Consistent explanation for the cosmic-ray positron excess in p-wave Sommerfeld-enhanced dark matter annihilation

TL;DR

This paper proposes a velocity-dependent p-wave Sommerfeld-enhanced dark matter annihilation model that explains cosmic-ray positron excess and relic density while satisfying gamma-ray and CMB constraints.

Contribution

It introduces a novel p-wave Sommerfeld enhancement mechanism that suppresses annihilation at low velocities, reconciling cosmic-ray data with astrophysical constraints.

Findings

P-wave Sommerfeld enhancement can fit positron excess data.

Model remains consistent with gamma-ray and CMB constraints.

Parameter space exists where all conditions are satisfied.

Abstract

Sommerfeld-enhanced dark matter (DM) annihilation through $s$-wave has been widely considered as a consistent explanation for both the observed cosmic-ray (CR) positron excess and the DM thermal relic density.

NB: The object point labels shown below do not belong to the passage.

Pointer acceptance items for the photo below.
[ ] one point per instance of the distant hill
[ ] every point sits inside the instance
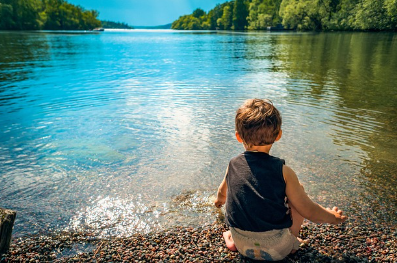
(167, 26)
(118, 25)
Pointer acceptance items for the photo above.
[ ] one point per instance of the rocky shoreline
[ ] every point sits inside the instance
(323, 243)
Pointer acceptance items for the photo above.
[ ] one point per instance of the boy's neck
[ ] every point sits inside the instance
(264, 148)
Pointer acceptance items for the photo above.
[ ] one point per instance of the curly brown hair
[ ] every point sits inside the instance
(258, 122)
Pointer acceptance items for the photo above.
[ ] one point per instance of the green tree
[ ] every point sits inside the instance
(375, 15)
(240, 13)
(306, 14)
(225, 22)
(21, 14)
(6, 19)
(198, 13)
(263, 13)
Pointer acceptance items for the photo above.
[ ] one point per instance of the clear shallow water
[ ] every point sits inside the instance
(124, 132)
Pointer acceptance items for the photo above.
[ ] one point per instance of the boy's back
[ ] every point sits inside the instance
(256, 193)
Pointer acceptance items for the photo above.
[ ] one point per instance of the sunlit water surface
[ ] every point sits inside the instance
(125, 132)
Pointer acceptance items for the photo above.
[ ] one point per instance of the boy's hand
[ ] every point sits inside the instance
(220, 201)
(339, 217)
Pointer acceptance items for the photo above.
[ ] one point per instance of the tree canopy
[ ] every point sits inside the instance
(45, 14)
(295, 14)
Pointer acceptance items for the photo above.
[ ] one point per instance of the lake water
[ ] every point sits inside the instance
(131, 131)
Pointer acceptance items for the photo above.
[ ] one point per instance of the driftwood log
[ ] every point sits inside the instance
(7, 218)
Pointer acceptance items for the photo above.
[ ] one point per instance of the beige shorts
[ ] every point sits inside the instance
(271, 245)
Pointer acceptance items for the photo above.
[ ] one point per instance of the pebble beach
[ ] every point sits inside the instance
(322, 243)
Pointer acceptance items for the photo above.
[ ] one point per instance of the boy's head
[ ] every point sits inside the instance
(258, 122)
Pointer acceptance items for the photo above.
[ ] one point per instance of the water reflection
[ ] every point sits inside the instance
(132, 131)
(351, 77)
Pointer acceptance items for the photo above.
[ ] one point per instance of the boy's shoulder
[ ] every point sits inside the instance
(256, 155)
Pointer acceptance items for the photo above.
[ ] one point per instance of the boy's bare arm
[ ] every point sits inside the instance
(304, 205)
(221, 195)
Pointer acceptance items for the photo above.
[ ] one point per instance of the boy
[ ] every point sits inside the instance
(265, 203)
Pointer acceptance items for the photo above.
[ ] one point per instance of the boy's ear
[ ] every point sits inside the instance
(279, 135)
(239, 138)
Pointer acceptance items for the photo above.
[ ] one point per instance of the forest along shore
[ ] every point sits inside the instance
(322, 243)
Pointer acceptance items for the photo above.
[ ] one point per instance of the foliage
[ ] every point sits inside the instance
(240, 13)
(295, 14)
(111, 24)
(263, 13)
(45, 14)
(229, 15)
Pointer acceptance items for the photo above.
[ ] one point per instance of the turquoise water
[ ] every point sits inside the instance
(131, 131)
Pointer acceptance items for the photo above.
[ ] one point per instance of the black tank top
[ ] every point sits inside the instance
(256, 199)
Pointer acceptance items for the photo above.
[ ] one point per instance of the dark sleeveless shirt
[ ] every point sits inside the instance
(256, 193)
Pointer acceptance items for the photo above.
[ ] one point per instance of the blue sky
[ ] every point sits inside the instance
(145, 12)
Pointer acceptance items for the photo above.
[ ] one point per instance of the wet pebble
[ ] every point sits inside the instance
(322, 243)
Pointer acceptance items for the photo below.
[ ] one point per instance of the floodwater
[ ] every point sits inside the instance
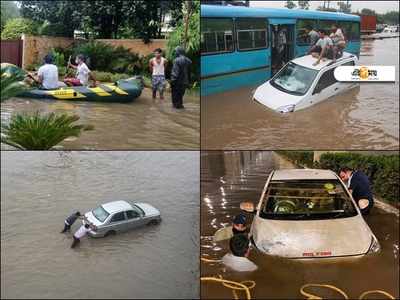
(366, 117)
(141, 125)
(40, 189)
(232, 177)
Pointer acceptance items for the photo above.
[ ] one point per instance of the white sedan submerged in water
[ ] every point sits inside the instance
(309, 213)
(300, 84)
(119, 216)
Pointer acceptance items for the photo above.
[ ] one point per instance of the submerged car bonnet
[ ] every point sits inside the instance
(312, 238)
(148, 209)
(273, 98)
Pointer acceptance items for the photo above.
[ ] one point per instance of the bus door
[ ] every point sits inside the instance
(282, 33)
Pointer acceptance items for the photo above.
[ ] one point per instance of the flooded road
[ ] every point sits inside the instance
(232, 177)
(40, 189)
(142, 124)
(366, 117)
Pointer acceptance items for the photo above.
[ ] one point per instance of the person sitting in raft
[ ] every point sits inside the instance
(238, 259)
(323, 48)
(47, 75)
(82, 73)
(339, 42)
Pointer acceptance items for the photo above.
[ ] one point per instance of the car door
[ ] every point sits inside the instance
(326, 87)
(135, 219)
(118, 222)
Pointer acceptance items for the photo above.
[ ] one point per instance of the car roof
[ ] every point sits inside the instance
(116, 206)
(305, 174)
(307, 61)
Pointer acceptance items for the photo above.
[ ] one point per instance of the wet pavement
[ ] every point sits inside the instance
(232, 177)
(40, 189)
(366, 117)
(142, 124)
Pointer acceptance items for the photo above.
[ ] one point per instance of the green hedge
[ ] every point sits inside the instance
(304, 158)
(382, 170)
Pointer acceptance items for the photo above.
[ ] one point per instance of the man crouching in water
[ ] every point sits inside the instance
(238, 260)
(80, 233)
(180, 77)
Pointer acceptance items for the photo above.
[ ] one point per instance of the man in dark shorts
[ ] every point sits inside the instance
(71, 220)
(80, 233)
(360, 188)
(323, 47)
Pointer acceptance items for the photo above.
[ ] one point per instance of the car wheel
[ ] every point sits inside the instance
(111, 232)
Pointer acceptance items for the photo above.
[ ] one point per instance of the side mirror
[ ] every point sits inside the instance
(247, 206)
(363, 203)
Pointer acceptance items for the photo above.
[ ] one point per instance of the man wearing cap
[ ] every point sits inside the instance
(238, 227)
(360, 188)
(238, 260)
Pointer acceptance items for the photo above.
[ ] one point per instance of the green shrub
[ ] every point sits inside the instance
(382, 170)
(304, 158)
(107, 58)
(40, 132)
(14, 28)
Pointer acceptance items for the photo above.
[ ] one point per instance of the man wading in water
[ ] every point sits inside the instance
(157, 68)
(180, 77)
(80, 233)
(71, 220)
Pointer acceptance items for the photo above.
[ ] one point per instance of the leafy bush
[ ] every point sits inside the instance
(37, 132)
(109, 77)
(107, 58)
(304, 158)
(382, 170)
(14, 28)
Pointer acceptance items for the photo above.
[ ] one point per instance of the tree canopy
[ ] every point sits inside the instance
(104, 19)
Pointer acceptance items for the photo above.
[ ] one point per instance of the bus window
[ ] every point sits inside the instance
(216, 35)
(351, 30)
(327, 25)
(251, 33)
(301, 25)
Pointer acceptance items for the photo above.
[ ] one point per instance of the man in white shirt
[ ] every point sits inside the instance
(339, 42)
(82, 73)
(47, 75)
(323, 47)
(237, 260)
(80, 233)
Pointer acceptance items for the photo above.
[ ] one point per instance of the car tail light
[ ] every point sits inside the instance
(374, 247)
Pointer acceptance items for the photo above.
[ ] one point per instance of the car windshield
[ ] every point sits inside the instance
(100, 214)
(306, 200)
(294, 79)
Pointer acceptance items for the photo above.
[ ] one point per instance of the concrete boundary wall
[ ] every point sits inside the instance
(36, 47)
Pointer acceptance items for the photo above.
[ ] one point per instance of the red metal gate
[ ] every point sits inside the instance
(11, 52)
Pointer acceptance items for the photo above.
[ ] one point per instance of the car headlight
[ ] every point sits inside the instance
(286, 108)
(374, 247)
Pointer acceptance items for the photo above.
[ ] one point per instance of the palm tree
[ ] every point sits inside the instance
(34, 132)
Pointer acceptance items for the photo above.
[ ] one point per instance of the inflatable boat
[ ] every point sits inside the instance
(125, 90)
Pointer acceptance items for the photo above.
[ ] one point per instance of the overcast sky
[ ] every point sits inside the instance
(378, 6)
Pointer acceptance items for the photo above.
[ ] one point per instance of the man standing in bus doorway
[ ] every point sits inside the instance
(180, 77)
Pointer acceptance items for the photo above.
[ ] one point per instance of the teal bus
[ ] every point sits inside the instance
(238, 48)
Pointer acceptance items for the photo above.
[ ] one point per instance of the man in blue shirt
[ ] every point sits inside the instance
(360, 188)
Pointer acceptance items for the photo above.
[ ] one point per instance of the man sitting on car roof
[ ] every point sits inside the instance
(360, 188)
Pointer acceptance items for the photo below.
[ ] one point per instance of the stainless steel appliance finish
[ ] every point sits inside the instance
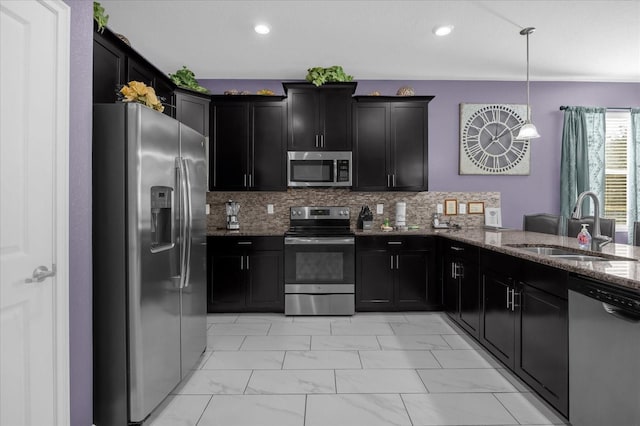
(149, 186)
(319, 262)
(314, 168)
(604, 354)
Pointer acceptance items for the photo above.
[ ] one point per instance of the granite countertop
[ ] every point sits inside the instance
(624, 273)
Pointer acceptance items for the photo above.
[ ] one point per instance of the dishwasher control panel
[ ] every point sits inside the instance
(607, 295)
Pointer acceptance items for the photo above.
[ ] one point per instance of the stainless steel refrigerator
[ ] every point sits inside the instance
(149, 236)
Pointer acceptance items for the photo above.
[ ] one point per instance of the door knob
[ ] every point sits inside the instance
(40, 273)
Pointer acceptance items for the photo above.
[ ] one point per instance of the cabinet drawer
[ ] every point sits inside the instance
(404, 242)
(545, 278)
(235, 242)
(503, 264)
(460, 250)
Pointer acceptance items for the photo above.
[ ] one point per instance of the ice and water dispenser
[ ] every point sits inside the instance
(161, 218)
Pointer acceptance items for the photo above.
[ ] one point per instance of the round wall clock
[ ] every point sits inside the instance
(488, 144)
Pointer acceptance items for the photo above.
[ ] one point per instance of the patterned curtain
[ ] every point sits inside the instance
(582, 164)
(633, 200)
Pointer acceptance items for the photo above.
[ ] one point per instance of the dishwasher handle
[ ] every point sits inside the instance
(621, 313)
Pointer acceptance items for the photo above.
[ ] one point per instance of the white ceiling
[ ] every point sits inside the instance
(574, 40)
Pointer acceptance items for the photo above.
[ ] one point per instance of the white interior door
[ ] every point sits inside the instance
(34, 73)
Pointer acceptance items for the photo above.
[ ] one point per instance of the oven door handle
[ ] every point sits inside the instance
(319, 241)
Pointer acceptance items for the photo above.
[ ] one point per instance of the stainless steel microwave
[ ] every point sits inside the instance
(319, 168)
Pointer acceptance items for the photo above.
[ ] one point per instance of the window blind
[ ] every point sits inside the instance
(617, 137)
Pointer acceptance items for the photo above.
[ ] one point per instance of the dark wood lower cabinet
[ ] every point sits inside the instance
(396, 274)
(525, 323)
(245, 274)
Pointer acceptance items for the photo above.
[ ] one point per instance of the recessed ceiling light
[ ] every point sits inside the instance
(262, 29)
(442, 30)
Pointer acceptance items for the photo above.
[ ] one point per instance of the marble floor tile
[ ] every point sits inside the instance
(460, 341)
(224, 343)
(263, 318)
(247, 329)
(379, 381)
(356, 410)
(276, 343)
(462, 358)
(209, 382)
(465, 380)
(398, 359)
(409, 342)
(291, 382)
(321, 360)
(254, 410)
(202, 360)
(456, 409)
(353, 343)
(249, 360)
(179, 410)
(362, 328)
(300, 329)
(415, 328)
(528, 409)
(379, 317)
(221, 318)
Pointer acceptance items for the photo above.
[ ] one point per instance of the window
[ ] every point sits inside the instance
(618, 126)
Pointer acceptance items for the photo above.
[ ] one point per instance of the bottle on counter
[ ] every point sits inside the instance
(584, 237)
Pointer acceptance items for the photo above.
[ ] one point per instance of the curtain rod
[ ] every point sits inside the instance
(562, 108)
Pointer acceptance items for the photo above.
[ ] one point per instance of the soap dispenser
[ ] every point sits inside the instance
(584, 237)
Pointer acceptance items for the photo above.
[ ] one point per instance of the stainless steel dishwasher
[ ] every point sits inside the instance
(604, 354)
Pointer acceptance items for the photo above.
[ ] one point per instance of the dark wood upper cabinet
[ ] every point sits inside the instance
(319, 117)
(390, 143)
(248, 147)
(116, 63)
(192, 109)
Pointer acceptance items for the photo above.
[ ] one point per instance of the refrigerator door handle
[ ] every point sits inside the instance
(183, 220)
(189, 224)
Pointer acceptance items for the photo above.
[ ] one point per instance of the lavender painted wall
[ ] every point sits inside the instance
(80, 270)
(537, 192)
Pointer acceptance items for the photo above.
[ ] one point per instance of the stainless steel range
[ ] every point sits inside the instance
(319, 262)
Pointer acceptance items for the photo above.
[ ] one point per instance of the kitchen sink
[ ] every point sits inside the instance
(558, 252)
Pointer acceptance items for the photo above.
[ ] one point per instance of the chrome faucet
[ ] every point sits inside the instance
(597, 240)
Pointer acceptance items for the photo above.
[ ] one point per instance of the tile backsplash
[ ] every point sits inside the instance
(420, 206)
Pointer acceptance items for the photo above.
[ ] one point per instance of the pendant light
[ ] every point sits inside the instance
(528, 131)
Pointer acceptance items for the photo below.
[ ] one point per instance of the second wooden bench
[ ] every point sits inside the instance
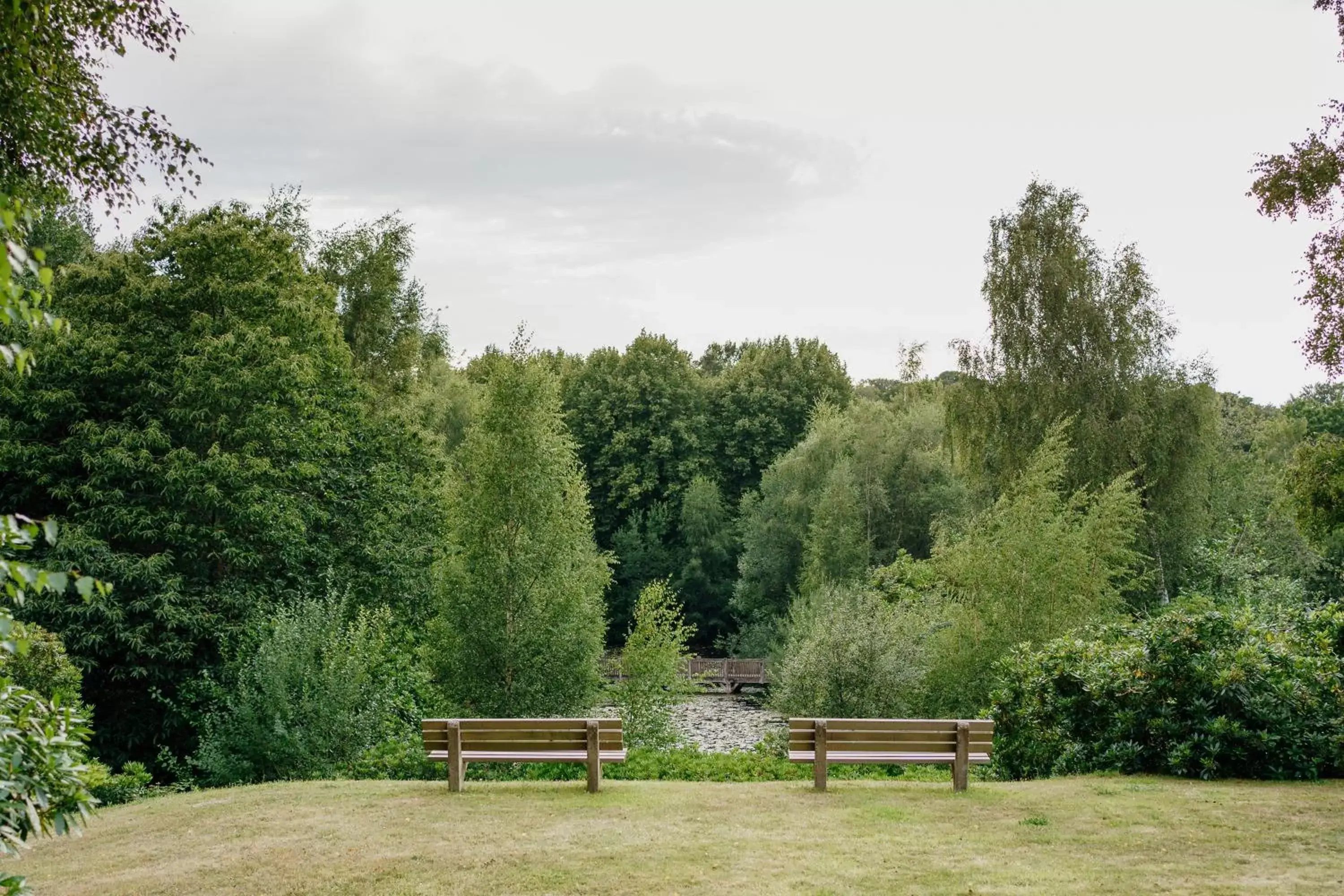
(881, 742)
(461, 741)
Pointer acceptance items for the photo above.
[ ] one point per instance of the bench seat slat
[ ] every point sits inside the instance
(894, 724)
(873, 758)
(534, 746)
(947, 735)
(526, 724)
(892, 746)
(529, 755)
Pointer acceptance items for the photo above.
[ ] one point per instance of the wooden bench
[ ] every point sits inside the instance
(879, 742)
(461, 741)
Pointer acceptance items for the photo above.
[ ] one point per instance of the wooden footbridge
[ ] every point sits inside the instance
(713, 672)
(729, 673)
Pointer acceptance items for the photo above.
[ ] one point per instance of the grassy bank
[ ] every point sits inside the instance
(1097, 835)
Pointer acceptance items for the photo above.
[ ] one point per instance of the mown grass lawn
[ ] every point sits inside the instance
(1096, 835)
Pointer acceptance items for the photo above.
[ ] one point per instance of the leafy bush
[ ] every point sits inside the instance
(109, 789)
(310, 698)
(397, 758)
(1195, 691)
(850, 653)
(651, 668)
(43, 667)
(42, 785)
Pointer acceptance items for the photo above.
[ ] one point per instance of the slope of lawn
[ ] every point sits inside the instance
(1096, 835)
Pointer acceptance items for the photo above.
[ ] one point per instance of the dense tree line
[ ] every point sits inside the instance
(318, 528)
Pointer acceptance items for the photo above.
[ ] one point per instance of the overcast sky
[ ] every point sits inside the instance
(730, 170)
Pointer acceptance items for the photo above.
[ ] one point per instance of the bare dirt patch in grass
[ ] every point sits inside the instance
(1100, 835)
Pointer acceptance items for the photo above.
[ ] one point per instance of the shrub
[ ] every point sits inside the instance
(43, 668)
(851, 653)
(651, 668)
(42, 769)
(310, 698)
(131, 784)
(1195, 691)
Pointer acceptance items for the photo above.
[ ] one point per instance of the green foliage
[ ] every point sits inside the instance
(862, 487)
(41, 741)
(60, 132)
(128, 785)
(709, 560)
(381, 308)
(521, 625)
(850, 653)
(210, 449)
(1307, 181)
(636, 418)
(310, 696)
(1031, 567)
(1081, 338)
(43, 792)
(761, 398)
(651, 667)
(1194, 691)
(1256, 531)
(1316, 482)
(1320, 408)
(43, 668)
(646, 550)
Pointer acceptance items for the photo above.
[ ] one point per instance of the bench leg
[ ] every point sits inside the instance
(819, 755)
(455, 758)
(961, 765)
(594, 761)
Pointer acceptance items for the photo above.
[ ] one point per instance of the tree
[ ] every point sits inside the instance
(862, 487)
(382, 310)
(1308, 181)
(521, 626)
(41, 741)
(652, 668)
(709, 562)
(761, 397)
(646, 550)
(1081, 338)
(1035, 564)
(60, 135)
(316, 688)
(638, 418)
(849, 653)
(210, 449)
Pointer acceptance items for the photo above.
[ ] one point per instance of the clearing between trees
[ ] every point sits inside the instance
(1088, 835)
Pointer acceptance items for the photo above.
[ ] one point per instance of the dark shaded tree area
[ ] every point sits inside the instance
(1082, 338)
(210, 448)
(60, 135)
(671, 445)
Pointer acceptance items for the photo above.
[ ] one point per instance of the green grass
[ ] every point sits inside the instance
(1094, 835)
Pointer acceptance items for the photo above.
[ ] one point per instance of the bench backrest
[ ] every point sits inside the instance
(892, 735)
(522, 735)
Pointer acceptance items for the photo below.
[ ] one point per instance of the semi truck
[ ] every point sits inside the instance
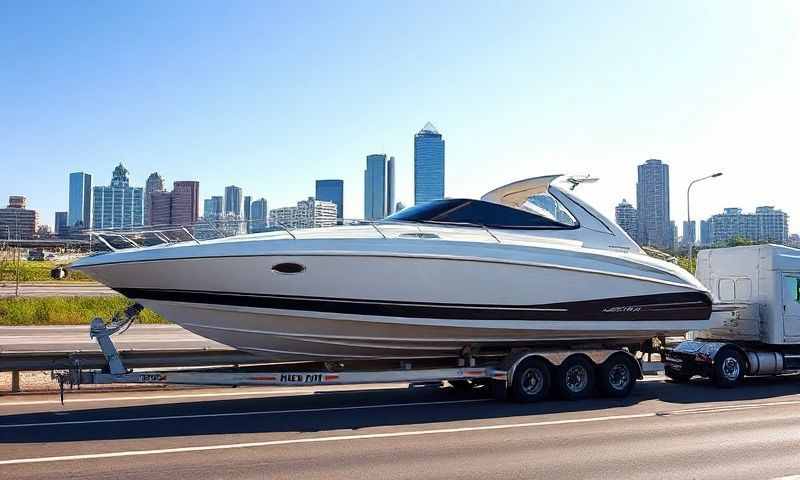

However, as the $s$-wave Sommerfeld-enhanced annihilation cross section increases monotonically with decreasing DM velocity, severe constraints appear from the data of gamma rays from dwarf spheroidal satellite galaxies (dSphs) and the cosmic microwave background (CMB), as the relevant typical DM velocities are even lower than that in the Galactic halo. In this work, we consider Sommerfeld-enhanced $p$-wave DM annihilation where the DM annihilation cross section can be enhanced at certain velocities but eventually be highly suppressed when the DM velocities become extremely low. We calculate the velocity-dependent astrophysics factors ($J$-factors) for the Sommerfeld-enhanced $p$-wave DM annihilation for fifteen nearby dSphs. Taking the channel of DM annihilating into $4\mu$ through two light mediators as an example, we show that there are parameter regions where this mechanism can account for the CR positron excess and the DM relic density, while being compatible with the constraints from dSphs gamma rays measured by Fermi-LAT and that from the CMB measured by PLANCK.